What's a genetic algorithm that would produce interesting/surprising results and not have a boring/obvious end point?

I find genetic algorithm simulations like this to be incredibly entrancing and I think it'd be fun to make my own. But the problem with most simulations like this is that they're usually just hill climbing to a predictable ideal result that could have been crafted with human guidance pretty easily. An interesting simulation would have countless different solutions that would be significantly different from each other and surprising to the human observing them.

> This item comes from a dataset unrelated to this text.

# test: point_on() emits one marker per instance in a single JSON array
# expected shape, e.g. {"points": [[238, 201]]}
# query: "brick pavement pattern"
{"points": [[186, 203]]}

So how would I go about trying to create something like that? Is it even reasonable to expect to achieve what I'm describing? Are there any "standard" simulations (in the sense that the game of life is sort of standardized) that I could draw inspiration from?
Depends on what you mean by interesting. That's a pretty subjective term. I once programmed a graph analyzer for fun. The program would first let you plot any f(x) of your choice and set the bounds. The second step was creating a tree holding the most common binary operators (+-*/) in a random generated function of x. The program would create a pool of such random functions, test how well they fit to the original curve in question, then crossbreed and mutate some of the functions in the pool.
The results were quite cool. A totally weird function would often be a pretty good approximation to the query function. Perhaps not the most useful program, but fun nonetheless.
Well, for starters that genetic algorithm is not doing hill-climbing, otherwise it would get stuck at the first local maxima/minima.
Also, how can you say it doesn't produce surprising results? Look at this vehicle here for example produced around generation 7 for one of the runs I tried. It's a very old model of a bicycle. How can you say that's not a surprising result when it took humans millennia to come up with the same model?
To get interesting emergent behavior (that is unpredictable yet useful) it is probably necessary to give the genetic algorithm an interesting task to learn and not just a simple optimisation problem.
For instance, the Car Builder that you referred to (although quite nice in itself) is just using a fixed road as the fitness function. This makes it easy for the genetic algorithm to find an optimal solution, however if the road would change slightly, that optimal solution may not work anymore because the fitness of a solution may have grown dependent on trivially small details in the landscape and not be robust to changes to it. In real, cars did not evolve on one fixed test road either but on many different roads and terrains. Using an ever changing road as the (dynamic) fitness function, generated by random factors but within certain realistic boundaries for slopes etc. would be a more realistic and useful fitness function.
I think EvoLisa is a GA that produces interesting results. In one sense, the output is predictable, as you are trying to match a known image. On the other hand, the details of the output are pretty cool.